One beautiful morning the Princess arose as usual, soon after sunrise,
and, putting on her green flower-gown, stole down the secret staircase
into the garden. There it lay, all fresh and wonderful, sparkling with
diamond dewdrops. The Princess Fleurette walked up and down the paths,
smiling at the blossoms, which held up their pretty faces and seemed to
smile back at her, as if she were another flower. Sometimes she kneeled
down on her royal knees in the gravel, bending over to kiss the flowers
with her red lips. Sometimes she paused to punish a greedy worm, or a
rude weed which had crowded in among the precious roots.
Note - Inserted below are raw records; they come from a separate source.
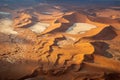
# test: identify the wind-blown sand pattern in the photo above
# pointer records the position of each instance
(64, 45)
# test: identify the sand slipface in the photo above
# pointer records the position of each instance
(80, 28)
(6, 26)
(39, 27)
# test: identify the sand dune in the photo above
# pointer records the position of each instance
(69, 46)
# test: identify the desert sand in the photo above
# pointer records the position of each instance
(77, 44)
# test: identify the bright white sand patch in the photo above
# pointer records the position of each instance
(5, 26)
(39, 27)
(80, 28)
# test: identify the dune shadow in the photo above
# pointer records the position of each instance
(107, 33)
(101, 49)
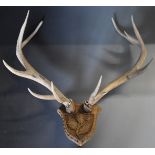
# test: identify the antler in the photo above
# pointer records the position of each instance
(137, 68)
(32, 74)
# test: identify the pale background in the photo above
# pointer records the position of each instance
(73, 48)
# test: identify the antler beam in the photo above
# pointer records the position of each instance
(137, 68)
(32, 74)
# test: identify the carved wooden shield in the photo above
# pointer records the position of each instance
(80, 125)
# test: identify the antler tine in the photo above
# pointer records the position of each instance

Sometimes with
her little golden scissors she snipped off a withered leaf or a faded
flower of yesterday. Up and down the paths she passed, singing happily
under her breath, but seldom plucking a flower; for she loved best to
see them growing on their green stalks.


She came at last to a little summer-house, up which climbed
morning-glories, blue and pink and white - fairy flowers of early
morning, which few of her people ever saw, because they rose so late.
For by the time those lazy folk were abroad, the best part of the day
was spent; and the little morning-glories, having lived it happily, were
ready for their rest. They drowsed and nodded and curled up tight into a
long sleep, in which they missed nothing at all of the later day.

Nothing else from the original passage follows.